Figure 6. NQO1 catalyzes NAD(P)H-dependent KP372-1 redox cycling and promotes cancer cell death.

Figure 6

(A) Overexpression of NQO1, but not other NAD(P)H oxidases, increases KP372-1-induced NADH oxidation, H2O2 production, thiol oxidation, and cell death in H1299 cells. (B) The NQO1 inhibitor dicumarol, but not other pharmacologic inhibitors of ROS-generating enzymes, decrease KP372-1-induced NADH oxidation, H2O2 production, thiol oxidation, and cell death in A549 cells. For A and B, after cells were treated with KP372-1, SoNar fluorescence was measured immediately, while Hyper and roGFP1 fluorescence were measured after 10 min. (C-F) Knockout of NQO1 decreased KP372-1-induced cell death (C), NADH oxidation measured by SoNar fluorescence (D), H2O2 production measured by Hyper fluorescence (E), and thiol oxidation measured by roGFP1 fluorescence (F) in A549 cells. (G) The effect of NQO1 inhibitor dicumarol or NQO1 knockout on KP372-1-induced phosphorylation of Akt in A549 cells. Cells were treated with different concentrations of KP372-1 for 10 min. (H) Phosphorylation of Akt in different cells treated with 0.5 μM KP372-1 at the indicated times. (I) The effect of NQO1 inhibitor dicumarol on KP372-1-induced cell death. Cells were exposed to a 4-h pulse of KP372-1 either with or without 50 μM dicumarol and then grown for 24 h. (J-O) The effects of KP372-1 on tumor growth of WT A549 (J and K), NQO1 knockout A549 (L and M) and NQO1 knockout H1299 (N and O) xenografts. Tumor-growth curves (J, L and N) were measured in untreated or KP372-1-treated mice, error bars denote SEM (n=8 in each group). Xenografts were dissected at day 38 (K and M) or day 28 (O), photographed (left) and weighted (right). Error bars indicate SEM. (P) NQO1-catalyzed NADH oxidation in the presence of different concentrations of KP372-1. NADH was measured by its endogenous fluorescence. The concentrations of KP372-1 are indicated adjacent to each curve. (Q) Oxygen consumption of NADH solution (600 μM) in the presence or absence of 1 μg/ml NQO1 and different concentrations of KP372-1. Oxygen levels were measured with a BD Oxygen Biosensor System. (R) Superoxide production by a lucigenin chemiluminescence assay in an assay solution containing 600 μM NADH and KP372-1, in the presence or absence of 1 μg/ml NQO1 and/or 30 U/ml superoxide dismutase. (S) Hypothetical model for KP372-1-mediated redox cycling. Error bars represent SEM. See also Figure S6.

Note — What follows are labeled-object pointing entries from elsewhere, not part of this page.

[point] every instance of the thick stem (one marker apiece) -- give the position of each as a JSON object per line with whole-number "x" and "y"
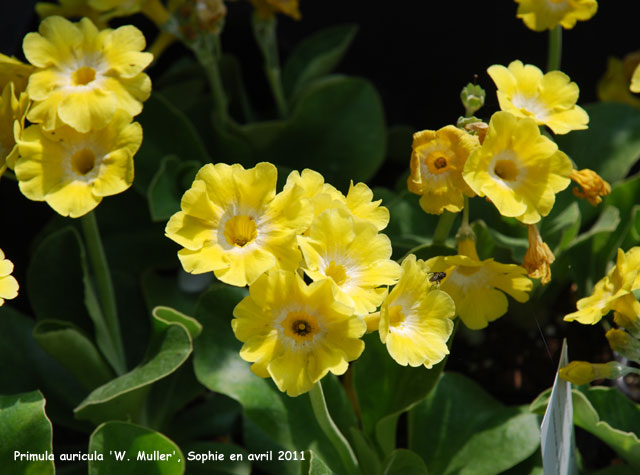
{"x": 106, "y": 293}
{"x": 332, "y": 432}
{"x": 555, "y": 49}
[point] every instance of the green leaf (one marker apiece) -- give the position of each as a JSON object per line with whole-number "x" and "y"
{"x": 167, "y": 186}
{"x": 336, "y": 128}
{"x": 25, "y": 428}
{"x": 25, "y": 366}
{"x": 274, "y": 419}
{"x": 404, "y": 462}
{"x": 399, "y": 389}
{"x": 122, "y": 397}
{"x": 167, "y": 131}
{"x": 74, "y": 351}
{"x": 143, "y": 451}
{"x": 215, "y": 458}
{"x": 460, "y": 429}
{"x": 316, "y": 56}
{"x": 611, "y": 144}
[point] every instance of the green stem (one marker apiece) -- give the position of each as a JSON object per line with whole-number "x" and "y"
{"x": 264, "y": 31}
{"x": 207, "y": 50}
{"x": 443, "y": 228}
{"x": 555, "y": 49}
{"x": 332, "y": 432}
{"x": 105, "y": 290}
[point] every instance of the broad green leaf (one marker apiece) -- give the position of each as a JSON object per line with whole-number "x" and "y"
{"x": 404, "y": 462}
{"x": 316, "y": 56}
{"x": 401, "y": 387}
{"x": 166, "y": 131}
{"x": 25, "y": 366}
{"x": 167, "y": 186}
{"x": 132, "y": 449}
{"x": 74, "y": 351}
{"x": 122, "y": 397}
{"x": 461, "y": 429}
{"x": 216, "y": 458}
{"x": 25, "y": 428}
{"x": 274, "y": 419}
{"x": 611, "y": 144}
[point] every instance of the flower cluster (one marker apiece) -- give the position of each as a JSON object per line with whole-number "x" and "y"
{"x": 234, "y": 224}
{"x": 83, "y": 89}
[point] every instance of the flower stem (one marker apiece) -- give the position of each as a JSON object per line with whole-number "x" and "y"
{"x": 264, "y": 30}
{"x": 332, "y": 432}
{"x": 555, "y": 49}
{"x": 444, "y": 227}
{"x": 105, "y": 291}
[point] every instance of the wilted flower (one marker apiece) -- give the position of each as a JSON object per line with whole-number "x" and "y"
{"x": 549, "y": 99}
{"x": 296, "y": 333}
{"x": 437, "y": 161}
{"x": 517, "y": 168}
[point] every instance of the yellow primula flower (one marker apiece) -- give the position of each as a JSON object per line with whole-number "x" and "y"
{"x": 73, "y": 171}
{"x": 84, "y": 75}
{"x": 582, "y": 372}
{"x": 266, "y": 9}
{"x": 353, "y": 255}
{"x": 592, "y": 184}
{"x": 613, "y": 292}
{"x": 550, "y": 99}
{"x": 415, "y": 318}
{"x": 517, "y": 168}
{"x": 232, "y": 223}
{"x": 478, "y": 287}
{"x": 12, "y": 108}
{"x": 296, "y": 333}
{"x": 539, "y": 257}
{"x": 620, "y": 79}
{"x": 8, "y": 284}
{"x": 359, "y": 200}
{"x": 437, "y": 161}
{"x": 540, "y": 15}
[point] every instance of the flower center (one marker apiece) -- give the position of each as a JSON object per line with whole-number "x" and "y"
{"x": 300, "y": 326}
{"x": 83, "y": 76}
{"x": 240, "y": 230}
{"x": 506, "y": 170}
{"x": 337, "y": 272}
{"x": 83, "y": 161}
{"x": 437, "y": 162}
{"x": 396, "y": 317}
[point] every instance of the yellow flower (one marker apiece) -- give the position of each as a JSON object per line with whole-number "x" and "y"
{"x": 296, "y": 333}
{"x": 478, "y": 287}
{"x": 12, "y": 108}
{"x": 17, "y": 72}
{"x": 539, "y": 257}
{"x": 73, "y": 171}
{"x": 612, "y": 292}
{"x": 437, "y": 162}
{"x": 415, "y": 319}
{"x": 233, "y": 223}
{"x": 617, "y": 83}
{"x": 353, "y": 255}
{"x": 359, "y": 200}
{"x": 517, "y": 168}
{"x": 84, "y": 75}
{"x": 582, "y": 372}
{"x": 8, "y": 284}
{"x": 268, "y": 8}
{"x": 593, "y": 186}
{"x": 549, "y": 99}
{"x": 540, "y": 15}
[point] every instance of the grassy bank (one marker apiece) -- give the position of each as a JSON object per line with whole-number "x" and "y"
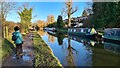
{"x": 43, "y": 54}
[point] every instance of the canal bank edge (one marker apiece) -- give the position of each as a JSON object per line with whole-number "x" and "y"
{"x": 7, "y": 48}
{"x": 40, "y": 45}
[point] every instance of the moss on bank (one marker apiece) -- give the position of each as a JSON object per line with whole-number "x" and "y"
{"x": 43, "y": 54}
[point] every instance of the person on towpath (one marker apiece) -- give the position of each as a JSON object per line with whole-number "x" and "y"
{"x": 18, "y": 40}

It is known that a subset of NSCLC cell lines and tumors exhibit KEAP1 mutations which activate NRF2 (Dai et al., 2013; Singh et al., 2006). In these cells NRF2 then induces expression of NQO1, as well as a palette of antioxidant genes (Gorrini et al., 2013; Sporn and Liby, 2012; Thimmulappa et al., 2002). In KEAP wild type cells, there is a good correlation between the cytotoxicity of KP372-1 and NQO1 expression (Figures S6L and S6M). In KEAP1 mutant cells, however, there is no clear correlation between the cytotoxicity of KP372-1 and the KEAP mutation (Figures S6L and S6M), suggesting the effects of overexpressed NQO1 may be counterbalanced by the enhanced antioxidant mechanism (Figures S6N and S6O).

The role of NQO1 in KP372-1 toxicity is further supported by in vivo data, which showed that the growth of the A549 xenografts was significantly suppressed by KP372-1 compared with vehicle (Figures 6J and 6K). In contrast, the growth of NQO1 knockout A549 xenografts was not suppressed by KP372-1 compared with vehicle (Figures 6L and 6M). Similarly, growth of NQO1 knockout H1299 xenografts was much less suppressed by KP372-1 (Figures 6N, 6O and S6P), compared to wild type H1299 xenografts (Figures 4D and 4E, S4C).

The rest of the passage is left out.